Step 1: Nmap Scanning for Services
If you see the output of the nmap scan, you can see that there is no Telnet running on the system. So, it would not make sense to try Telnet. It is not a provided service. The system runs SSH instead. If you are able to get any login details, by any means, you can connect using SSH, but that is not a vulnerability, because the users are supposed to do that anyway. The vulnerability is somewhere else.
The vulnerability is in the way that you may find login details. Logging in was normal. However, did you get any user login details? All your work starts from there, and the other vulnerabilities can be found and exploited one by one from there.
2.0 Searching for any interesting information, like user login details
As explained in the tutorial document, based on the nmap scan, start with HTTP service by browsing some pages.
Redirection is normal, so you can run many websites on the same server. Unskilled people don’t know what to do there, and they can be very dismissive of error messages. You are computer science professionals, and are not allowed to ignore any error messages.
What happens after manipulating the above? Something will happen that you will be able to discover something you were not supposed to. The cause of this is a vulnerability – What is the name of this vulnerability, which allows the user to se everything in a directory? Are users supposed to be able to see that? Or is it supposed to be disabled? This is the start of the exploitation. From here you will be able to discover all the vulnerabilities.

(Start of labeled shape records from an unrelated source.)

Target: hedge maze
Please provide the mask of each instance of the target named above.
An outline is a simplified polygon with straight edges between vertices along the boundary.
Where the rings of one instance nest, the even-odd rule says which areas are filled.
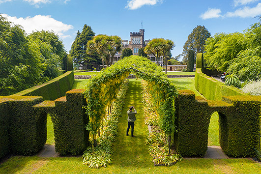
[[[140,60],[134,59],[133,62],[135,61]],[[197,66],[202,64],[203,62],[202,60],[201,62],[197,62]],[[116,80],[110,80],[110,75],[112,74],[110,72],[105,74],[108,76],[108,80],[105,79],[107,76],[103,74],[100,77],[106,80],[106,83],[114,83],[114,87],[117,87],[116,85],[124,80],[121,79],[121,77],[125,78],[125,72],[130,71],[124,64],[122,64],[125,66],[124,71],[113,71],[115,74],[114,78]],[[145,71],[145,67],[141,70]],[[150,67],[151,72],[149,73],[153,72],[153,66]],[[108,68],[108,71],[113,70]],[[151,83],[151,87],[159,90],[161,86],[165,87],[163,94],[154,93],[155,98],[163,98],[163,96],[171,93],[170,91],[176,92],[173,89],[174,87],[171,86],[172,84],[171,87],[168,88],[169,84],[166,80],[167,77],[160,79],[156,76],[149,76],[148,73],[143,73],[140,70],[134,72],[138,76]],[[203,79],[204,75],[199,72],[196,73],[195,85],[198,88],[203,89],[203,86],[210,84],[209,89],[204,90],[208,90],[206,92],[209,96],[212,96],[209,97],[210,99],[217,100],[215,94],[217,92],[210,89],[214,82],[212,83],[207,82],[209,79],[205,81],[200,80],[200,76]],[[96,80],[98,82],[99,79]],[[107,90],[106,87],[103,85],[101,87],[103,87],[103,90]],[[97,86],[94,84],[93,91],[95,89],[100,90],[95,87],[97,88]],[[224,87],[222,87],[222,89],[227,90]],[[116,93],[113,92],[114,94]],[[84,89],[71,90],[66,92],[65,96],[55,101],[44,101],[40,96],[0,96],[0,158],[8,153],[31,155],[41,149],[46,141],[48,113],[51,114],[54,123],[57,152],[63,155],[82,154],[90,145],[89,132],[86,130],[86,126],[91,121],[89,121],[90,117],[86,114],[86,110],[83,107],[87,106],[84,98],[84,95],[87,95],[86,92]],[[210,118],[212,114],[216,111],[219,115],[220,144],[226,154],[233,157],[253,156],[254,148],[260,151],[261,96],[238,95],[237,92],[235,91],[234,96],[223,95],[220,100],[207,100],[195,97],[193,92],[188,90],[179,91],[177,96],[173,97],[175,95],[173,95],[172,98],[169,97],[168,102],[173,102],[171,98],[174,99],[174,107],[171,106],[174,108],[174,116],[173,117],[169,116],[170,114],[168,112],[173,111],[169,108],[170,105],[165,105],[166,108],[161,107],[159,113],[162,114],[162,127],[169,128],[167,125],[172,124],[170,125],[171,131],[174,129],[176,131],[174,133],[174,144],[179,154],[184,156],[204,155],[207,148]],[[89,95],[94,96],[90,92]],[[164,116],[170,118],[169,121],[165,121],[167,119]],[[94,118],[91,118],[94,121]],[[166,131],[168,130],[167,129]]]
[[[261,96],[226,96],[223,101],[209,101],[195,97],[192,91],[180,90],[175,109],[175,147],[181,155],[205,154],[209,120],[216,111],[219,115],[220,144],[225,153],[254,156],[254,148],[260,151]]]

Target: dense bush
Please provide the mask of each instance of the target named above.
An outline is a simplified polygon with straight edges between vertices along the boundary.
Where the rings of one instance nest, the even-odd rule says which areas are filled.
[[[245,93],[252,95],[261,95],[261,80],[251,82],[246,84],[242,89]]]
[[[35,96],[0,97],[3,111],[0,114],[2,123],[0,137],[3,145],[0,157],[9,151],[31,155],[42,148],[46,141],[47,115],[40,114],[32,107],[42,100],[42,97]]]
[[[88,132],[85,128],[88,117],[83,106],[84,89],[73,89],[66,97],[55,101],[55,112],[51,113],[54,124],[56,151],[62,155],[80,154],[87,147]]]
[[[9,110],[8,103],[0,98],[0,159],[9,152],[8,136]]]
[[[74,82],[73,71],[67,71],[47,83],[35,86],[12,96],[41,96],[44,100],[54,100],[64,96]]]
[[[175,100],[175,147],[182,156],[203,156],[207,149],[208,126],[211,113],[207,101],[196,98],[188,90],[179,91]]]
[[[220,144],[224,152],[234,157],[255,156],[260,151],[261,97],[226,96],[232,106],[221,108]]]
[[[148,152],[153,157],[153,162],[157,165],[170,166],[177,161],[181,160],[181,157],[170,149],[171,145],[170,139],[159,128],[158,119],[155,104],[152,102],[151,95],[149,93],[147,83],[143,81],[143,103],[144,103],[144,121],[146,125],[152,126],[146,144],[148,145]]]

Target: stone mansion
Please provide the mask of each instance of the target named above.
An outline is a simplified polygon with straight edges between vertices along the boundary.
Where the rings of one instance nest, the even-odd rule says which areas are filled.
[[[145,40],[144,32],[145,29],[140,29],[140,32],[131,32],[130,40],[122,40],[122,50],[124,48],[129,48],[132,51],[133,55],[138,55],[138,51],[141,48],[144,48],[148,44],[150,40]],[[121,56],[121,53],[116,54],[114,56],[114,61],[117,61],[120,58]],[[152,55],[148,55],[149,57],[150,60],[157,62],[156,58]],[[159,58],[159,63],[161,66],[163,64],[162,58]]]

In the tutorial/lecture ‘Last lecture’, we told you that “the secret lies with Dark Raver, and his scanner called DirB”. Why?
Because you have just discovered that there is a vulnerability in the web browser and, reading about the vulnerability, results in discovering that you can use a scanner for it. This is obvious because it will be impossible to do all that manually. You need to find out what it allows you to see, apart from the manual thing you just did. DirB does that.
Now it is time to to what computing professionals do – look at an output of an action and try to interpret it, in order to establish the next course of action.
After running DirB, what is the next thing you need to do? There is a lot of output from the scan, and the job is a bit tedious, but that is what hackers do, don’t they?
Step 2: Directory Bruteforcing
4.0 Did you find any login details?
If you were able to find some user login details, what do you think they are used for? To login, yes? How can users login onto this system? Is there any service that allows them to log in.
Time to go back to the drawing board – nmap scan – and find out how you can log in, by using the login details that you have found.
Do you see any service there that is used for login? Of course, you do. It is there, in front of you, in the nmap scan output. It still comes down to interpreting the output that you yourself have produced, and find out what to do next.
Using that service – find out about the commands that are used to log in, use the found login details to log in, and voila – you are in.
However, once you are inside the system, as one of the normal users, what can you do, that you are not supposed to? You will see that the system allows you to do more than you should be able to, so there is another vulnerability there. You just have to understand what a vulnerability is, and to come up with a name or definition for the one you find. Don’t get it wrong. It is not about defining the word vulnerability, because we are past that, but to define the vulnerabilities that you find.
Now, go back to the previous one. How were you able to find the login details? Can you define and describe that vulnerability? That shows that you have scope there to do more scanning, with the one that I have already suggested – DirB.
It is obvious that writing the report goers hand to hand with the practical work. You can’t rely on remembering everything in the end, and trying to write the report from memory.
The scanning with DirB will help you find lots of directories, so you can browse them to see where they take you. One of them presents you with a login page, which is an excellent opportunity to try and find if there is any vulnerability that you can exploit there.
You have already discovered that this system does not seem to be well protected with good passwords. So, try another scan and exploit from Metasploit Framework, in the same fashion as in the tutorial:
-Identify the application or service you are trying to see if it has exploitable vulnerabilities
-Open Metasploit and run a search
-Use the relevant module
-Configure the module with the right parameters
-Run the module
-Did it get you somewhere? No? Then try again.
You will get lucky if you try. Try and try, and see if you can log in. Log in and then see if you have found the vulnerability there, and describe the vulnerability like a professional in the report.
Once inside the service, or application (which app?), you can find another vulnerability related to the storage of the admin password, which is hashed. You copy and paste it, and then crack it using a simple word list and John the Ripper.
Also, there is another vulnerability related to the blog page, which is created using WordPress. If you browse around and check some posts, especially horizontally, you will find another vulnerability there, related to a Web Exploitation Package.